Tuesday, January 8, 2013

Brahim's completes buyout of unit,forecasts quantum leap in earnings

By Sharen Kaur
sharen@nstp.com.my
Published in NST on January 8, 2013

KUALA LUMPUR: Brahim's Holdings Bhd expects a quantum leap in net profit and revenue in the current year, to be driven by its wholly-owned subsidiary Brahim's-LSG Sky Chefs Holdings Sdn Bhd (BLSG), says director Datuk Howard Choo.

The group yesterday completed the process to buy the remaining 49 per cent stake it does not already own in BLSG from its German partner, LSG Asia GmbH, a company owned by Deutsche Lufthansa AG, in a deal worth RM130 million.

In a filing to Bursa Malaysia, Brahim's said it also signed a two-year technical assistance agreement with LSG Catering Hong Kong Ltd for electronic data processing as well as cost control and management technics.

Choo said the agreement will help Brahim's maintain global standards in catering and the halal requirement.

BLSG is an important asset for Brahim's, a manufacturer of famous household brand Brahims, as it owns 70 per cent of LSG Sky Chef-Brahim's Sdn Bhd (LSGB).

LSGB, which operates the in-flight catering business, is 30 per cent owned by Malaysia Airlines (MAS). It has a 25-year concession until 2028 to provide catering and related services to MAS at the Kuala Lumpur International Airport (KLIA) and the Penang Airport.

Besides MAS, LSGB also caters for 35 other airlines that land at KLIA. The company's operation in Penang caters to 10 airlines.

"This acquisition is important because it would give us a quantum leap in earnings. The immediate impact on Brahim's is that the group can now consolidate the net profit and revenue from BLSG by 100 per cent, instead of 35.7 per cent previously.

"Prior to the acquisition, Brahim's had to equity account its 51 per cent holding in BLSG. Now, it can fully recognise all the earnings," Choo told Business Times in an interview yesterday.

For fiscal 2010 and 2011, the total revenue generated by BLSG was RM314.1 million and RM336 million, respectively.
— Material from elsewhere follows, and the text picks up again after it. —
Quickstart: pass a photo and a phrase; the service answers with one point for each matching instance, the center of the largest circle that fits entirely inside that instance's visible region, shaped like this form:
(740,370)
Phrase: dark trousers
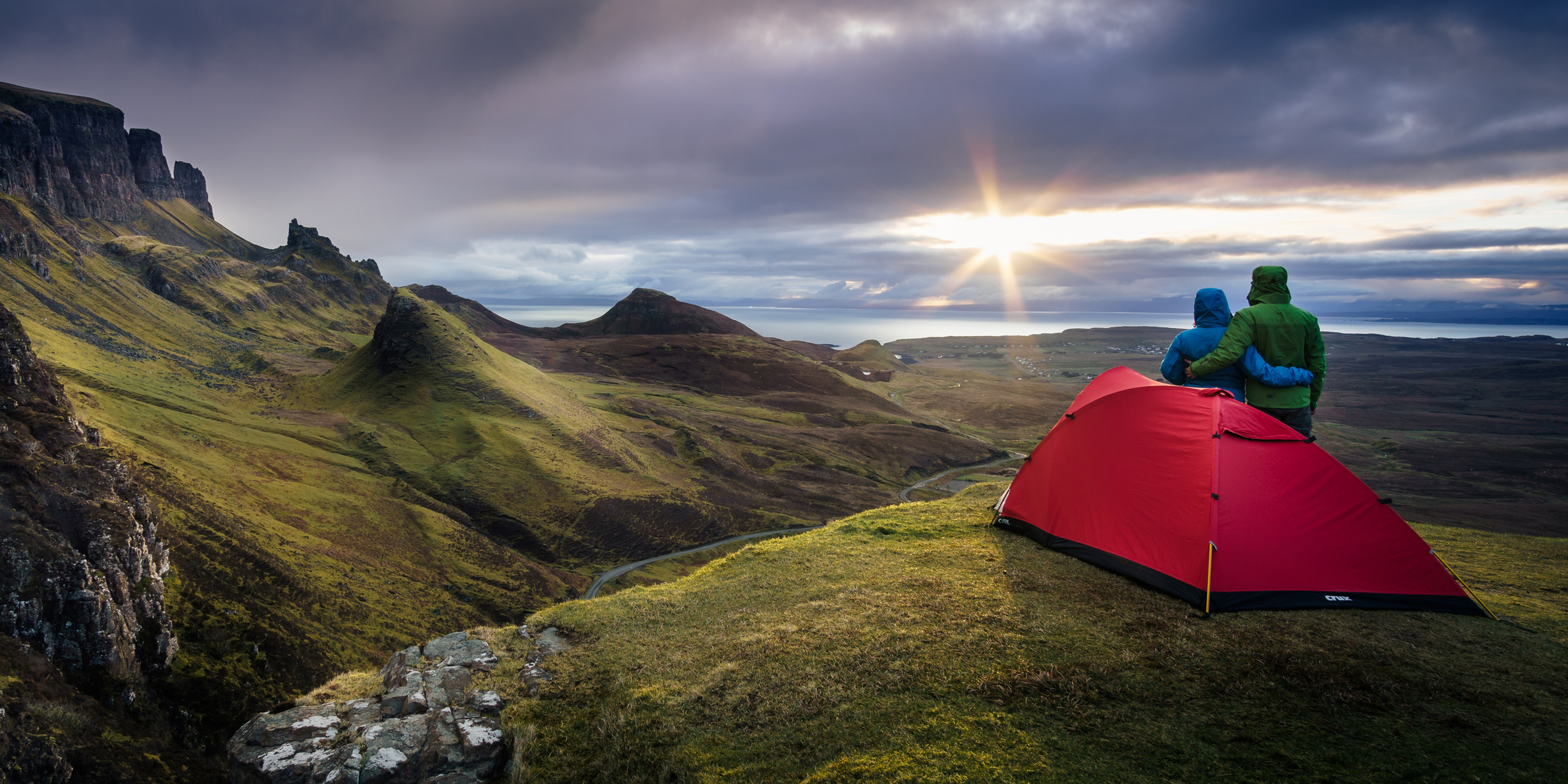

As Brahim's held 51 per cent of BLSG, it could only equity account RM165.8 million and RM184.4 million, respectively.

"Instead of raking in around RM165 million and RM185 million in revenues a year from BLSG, we will now be able to generate over RM300 million a year from the company," Choo said.

Analysts viewed the deal positivelly as it would boost Brahim's net profit by 15 to 16 per cent a year.

"The jump in revenue and net profit will double for Brahim's in the current year. From 2014, there will be double-digit growth year-on-year. We estimate BLSG to contribute some RM348 million to Brahim's revenue next year, and close to RM360 million in 2015," said an analyst, who spoke on condition of anonymity.

This means Brahim's will be able to wipe out the RM170 million accumulated losses incurred by MAS Catering Sdn Bhd when it took over the business in 2003, by the end of this year.

MAS, which owned MAS Catering, had incurred losses to the tune of about RM200 million from the business with negative shareholders' funds of about RM80 million.

Choo said now that it has acquired the balance of shares in BLSG, it would embark on a RM2 million rebranding exercise, which includes the renaming of BLSG and LSGB, as well as changing the logo and signages.

According to Choo, BLSG would be renamed Brahim's Sdn Bhd, and LSGB, Brahim's Airlines Catering Sdn Bhd. It would be seeking approval from MAS on the matter.